If a man were subject to such a rumour, he’d gain “cred,” but it wasn’t the case with her. She could hear it in the way some of the junior sailors addressed her as “ma’am” on her last posting as the executive officer of another patrol vessel. With a snicker. With a leer that seeped from the raunchy scene they pictured in their heads.

She had long given up trying to correct the record with her fellow sailors. Her protests met with deadened eyes and raised shoulders. Some of her superior officers got a bit too close when discussing orders. One suggested taking shore leave together. Another told her to smile more.

She was trapped. There was little she could do.
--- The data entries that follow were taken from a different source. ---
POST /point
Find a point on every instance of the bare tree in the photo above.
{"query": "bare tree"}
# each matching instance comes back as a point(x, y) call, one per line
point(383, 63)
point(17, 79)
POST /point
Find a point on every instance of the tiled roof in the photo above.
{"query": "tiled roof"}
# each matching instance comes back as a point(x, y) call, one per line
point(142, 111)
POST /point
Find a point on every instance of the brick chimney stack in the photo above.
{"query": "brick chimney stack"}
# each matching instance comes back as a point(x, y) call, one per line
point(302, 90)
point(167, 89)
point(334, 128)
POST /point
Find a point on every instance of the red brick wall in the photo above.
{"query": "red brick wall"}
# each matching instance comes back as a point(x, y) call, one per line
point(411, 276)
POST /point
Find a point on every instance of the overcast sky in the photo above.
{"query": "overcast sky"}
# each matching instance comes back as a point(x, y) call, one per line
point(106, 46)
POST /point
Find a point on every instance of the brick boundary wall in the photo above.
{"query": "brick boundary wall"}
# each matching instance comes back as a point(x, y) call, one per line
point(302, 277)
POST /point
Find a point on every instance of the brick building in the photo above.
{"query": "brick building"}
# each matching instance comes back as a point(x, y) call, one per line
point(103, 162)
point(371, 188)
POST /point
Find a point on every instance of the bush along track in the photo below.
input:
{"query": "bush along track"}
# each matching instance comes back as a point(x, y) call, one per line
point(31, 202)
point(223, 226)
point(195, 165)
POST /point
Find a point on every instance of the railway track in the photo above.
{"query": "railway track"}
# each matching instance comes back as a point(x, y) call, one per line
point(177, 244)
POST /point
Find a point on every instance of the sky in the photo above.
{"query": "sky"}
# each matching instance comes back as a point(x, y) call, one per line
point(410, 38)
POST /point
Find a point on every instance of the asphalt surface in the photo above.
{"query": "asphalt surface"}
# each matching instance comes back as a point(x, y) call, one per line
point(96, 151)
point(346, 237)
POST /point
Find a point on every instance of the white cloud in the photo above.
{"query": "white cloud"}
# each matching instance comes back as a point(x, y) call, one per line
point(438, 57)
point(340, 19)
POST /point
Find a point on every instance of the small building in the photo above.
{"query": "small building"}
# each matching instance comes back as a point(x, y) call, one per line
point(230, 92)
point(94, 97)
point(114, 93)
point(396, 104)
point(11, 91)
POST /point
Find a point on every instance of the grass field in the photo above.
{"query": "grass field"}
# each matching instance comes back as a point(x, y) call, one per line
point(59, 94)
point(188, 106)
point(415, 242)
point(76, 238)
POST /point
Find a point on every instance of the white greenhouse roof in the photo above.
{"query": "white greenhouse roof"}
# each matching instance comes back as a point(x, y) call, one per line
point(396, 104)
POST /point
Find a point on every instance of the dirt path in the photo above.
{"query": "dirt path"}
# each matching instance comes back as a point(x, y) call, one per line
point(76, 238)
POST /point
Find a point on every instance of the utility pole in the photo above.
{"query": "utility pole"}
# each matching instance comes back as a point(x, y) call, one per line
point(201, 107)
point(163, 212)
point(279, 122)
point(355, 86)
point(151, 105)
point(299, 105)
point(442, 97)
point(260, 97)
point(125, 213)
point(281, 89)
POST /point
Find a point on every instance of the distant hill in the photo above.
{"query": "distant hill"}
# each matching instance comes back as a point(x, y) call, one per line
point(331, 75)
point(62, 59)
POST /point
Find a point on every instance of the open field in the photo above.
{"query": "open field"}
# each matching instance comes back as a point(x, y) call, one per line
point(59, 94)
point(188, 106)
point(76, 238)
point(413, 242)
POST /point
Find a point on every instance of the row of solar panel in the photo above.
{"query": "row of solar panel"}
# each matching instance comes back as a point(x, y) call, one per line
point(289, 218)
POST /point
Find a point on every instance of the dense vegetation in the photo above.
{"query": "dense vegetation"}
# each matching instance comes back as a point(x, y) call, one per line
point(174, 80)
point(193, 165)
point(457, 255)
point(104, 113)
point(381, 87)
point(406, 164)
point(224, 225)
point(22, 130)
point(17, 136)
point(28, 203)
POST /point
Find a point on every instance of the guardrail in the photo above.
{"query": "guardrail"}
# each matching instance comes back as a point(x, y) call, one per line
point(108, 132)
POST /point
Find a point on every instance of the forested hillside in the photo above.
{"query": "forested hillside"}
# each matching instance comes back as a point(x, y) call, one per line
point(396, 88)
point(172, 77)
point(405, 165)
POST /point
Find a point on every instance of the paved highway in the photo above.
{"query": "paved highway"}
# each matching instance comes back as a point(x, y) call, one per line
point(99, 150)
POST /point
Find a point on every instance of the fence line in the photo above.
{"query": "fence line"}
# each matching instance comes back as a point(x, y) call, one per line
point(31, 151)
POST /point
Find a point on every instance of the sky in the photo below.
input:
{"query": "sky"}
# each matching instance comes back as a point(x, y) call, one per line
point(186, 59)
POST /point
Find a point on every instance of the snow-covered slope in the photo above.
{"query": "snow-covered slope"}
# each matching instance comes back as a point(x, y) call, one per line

Complaining to her commanding officer would only get her a reputation as a difficult officer to work with and would damage her chances at promotion. She would have to bottle up her frustration, while the perpetrators interpreted silence as a de facto acceptance of their behaviour. She focused on her career and tried to be the best officer she could be. It will be worth it in the end, she told herself in the lonely nights with only the drone of the engines and indifferent bleeps of the navigation console for company.

The first time she sat in the chair on the Kingston — her first command — an electric shock surged through her body. She had come home. This was where she belonged, surrounded by her crew. Ready to do what was right, helping those in need. To use the lethal power of her ship to enforce good over evil.

For the first time, she felt complete. Becoming captain vindicated her earlier decisions that had crushed her parents’ expectations. They wanted an honourable professional, a son-in-law, and grandchildren; she gave them an odd career choice, one where women stood a good chance of being sexually assaulted, had to endure long periods of absence and as a result had little likelihood of finding a serious boyfriend. Sure, there had been plenty of offers, but each was tainted by chain-of-command issues. The offers had come from her superior officers or from someone she supervised. None could be accepted.

These problems faded as Claire considered again her current position. Someone on the Kingston was trying to sabotage her career by making false allegations about her conduct directly to her boss. Even her new-found power wasn’t enough to shield her from harassment.

And Captain Hall had taken away what mattered most to her.

She stared at the phone that wasn’t ringing and thought about her future — once sunny and warm, now clouding over, threatened by an imminent gale that was beginning to shred her self-confidence, leaving only a pile of self-doubt.